Congress enacts the statutes under which the militia is “called to the colors”; that is, mobilized for federal service. Under the Constitution, Congress is restricted to calling forth the militia only for enforcement of laws, for suppression of insurrections, or to repel an actual invasion. There is no provision for the militia to be called out for service abroad, which is the responsibility of the regular armed forces.

Prior to the ratification of the Constitution, the militia was the responsibility of each state, and was often under even more local control. This did not change with the ratification, which gave Congress power to call out the militia and to establish its regulations but left it otherwise in the hands of the states when not called to the colors. Currently the militia is regulated by the Militia Act of 1903, which recognizes both an organized and an unorganized militia.

The organized militia consists of state defense forces, the National Guard, and its naval counterpart, the Naval Militia. The state defense forces are military forces under the control of the states which cannot be called to the colors. The National Guard can and has been; many of the divisions that fought the Second World War were originally National Guard divisions that were federalized after the fall of France in 1940, an event that produced something of a panic in the American public and government. The Naval Militia is largely reservists and veterans, and, like the National Guard, is subject to federalization.

The unorganized militia is presently defined as every able-bodied male between ages 17 and 45 who is not a member of the organized militia. This is also known as the reserve militia. Congress obtained its authority to institute a military draft on the basis of the Militia Clause, which makes every member of the unorganized militia subject to a call to federal military service.

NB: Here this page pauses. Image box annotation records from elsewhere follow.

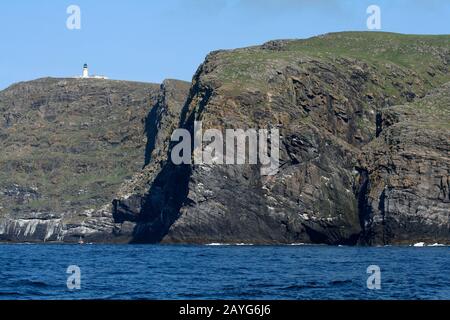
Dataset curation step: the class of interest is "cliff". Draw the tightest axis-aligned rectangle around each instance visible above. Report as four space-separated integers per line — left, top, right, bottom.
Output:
0 32 450 245
0 78 188 242
113 32 450 244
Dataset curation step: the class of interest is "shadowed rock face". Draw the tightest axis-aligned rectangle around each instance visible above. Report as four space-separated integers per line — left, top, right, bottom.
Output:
360 83 450 244
0 32 450 244
113 33 450 244
0 78 188 242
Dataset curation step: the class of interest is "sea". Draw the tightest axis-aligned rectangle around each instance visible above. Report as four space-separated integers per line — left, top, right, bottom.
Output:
0 244 450 300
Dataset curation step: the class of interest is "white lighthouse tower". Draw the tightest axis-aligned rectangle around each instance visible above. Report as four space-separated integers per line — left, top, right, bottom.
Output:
81 63 89 78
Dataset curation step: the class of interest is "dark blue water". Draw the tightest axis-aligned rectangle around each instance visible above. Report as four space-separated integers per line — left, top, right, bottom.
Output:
0 245 450 299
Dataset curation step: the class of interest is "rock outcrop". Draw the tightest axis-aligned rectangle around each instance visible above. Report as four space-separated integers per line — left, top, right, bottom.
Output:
0 78 189 242
0 32 450 245
113 33 450 244
359 83 450 244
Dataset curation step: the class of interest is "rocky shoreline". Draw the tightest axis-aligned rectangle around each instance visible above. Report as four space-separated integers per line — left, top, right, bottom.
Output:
0 32 450 245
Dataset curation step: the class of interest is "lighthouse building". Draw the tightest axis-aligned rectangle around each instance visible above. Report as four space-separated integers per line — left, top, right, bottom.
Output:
78 63 108 79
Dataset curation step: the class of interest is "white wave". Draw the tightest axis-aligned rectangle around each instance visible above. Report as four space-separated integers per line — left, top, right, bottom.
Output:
413 242 425 247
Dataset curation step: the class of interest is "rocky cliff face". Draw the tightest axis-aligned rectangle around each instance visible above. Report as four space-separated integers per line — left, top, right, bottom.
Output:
0 78 188 242
359 83 450 243
0 32 450 244
113 33 450 244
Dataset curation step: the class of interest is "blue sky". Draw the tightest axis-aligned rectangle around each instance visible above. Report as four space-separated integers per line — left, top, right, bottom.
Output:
0 0 450 89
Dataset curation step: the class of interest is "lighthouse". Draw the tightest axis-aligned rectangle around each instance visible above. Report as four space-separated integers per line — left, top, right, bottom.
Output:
81 63 89 78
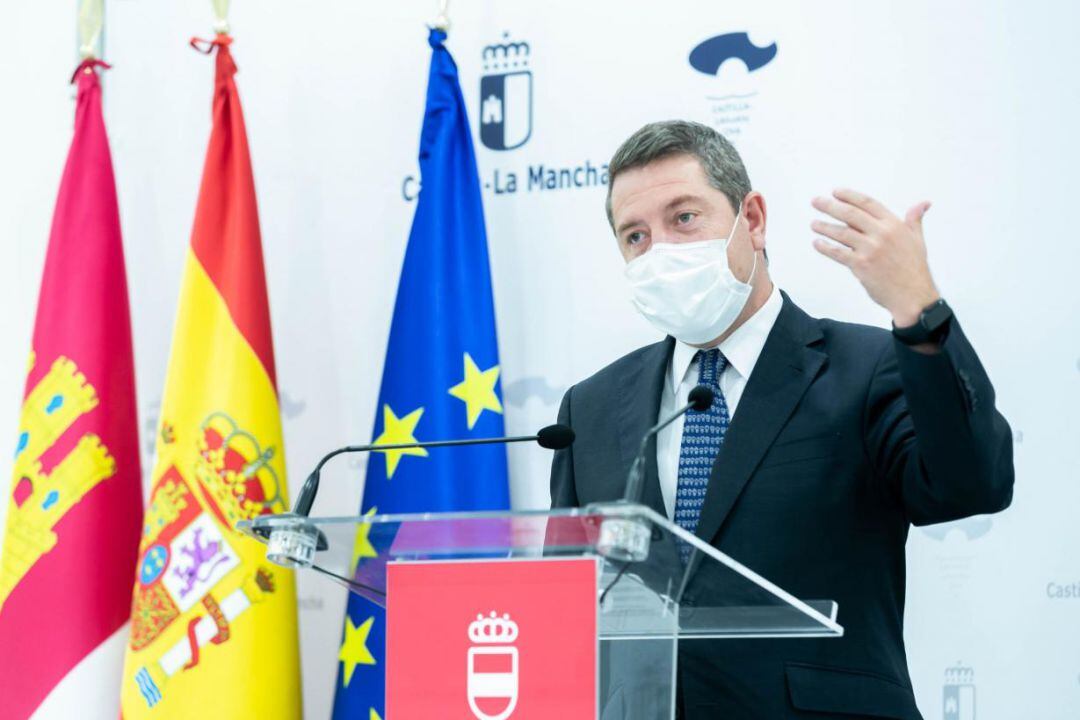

This raises the interesting question of whether Congress was acting within its constitutional authority when sending federalized militia troops abroad in the Second World War and other conflicts. While we recognize that the Second World War was almost certainly a just war — perhaps the most clear-cut case of a just war since the Revolution — we question the constitutionality of the wartime draft. We are not fond of the phrase “the Constitution is not a suicide pact”, but this might be as clear an expression of the concept as any in our history. Nevertheless, we would rather stick with the Constitution, and cannot help wondering what would have happened had we tried to fight that war with an all-volunteer force.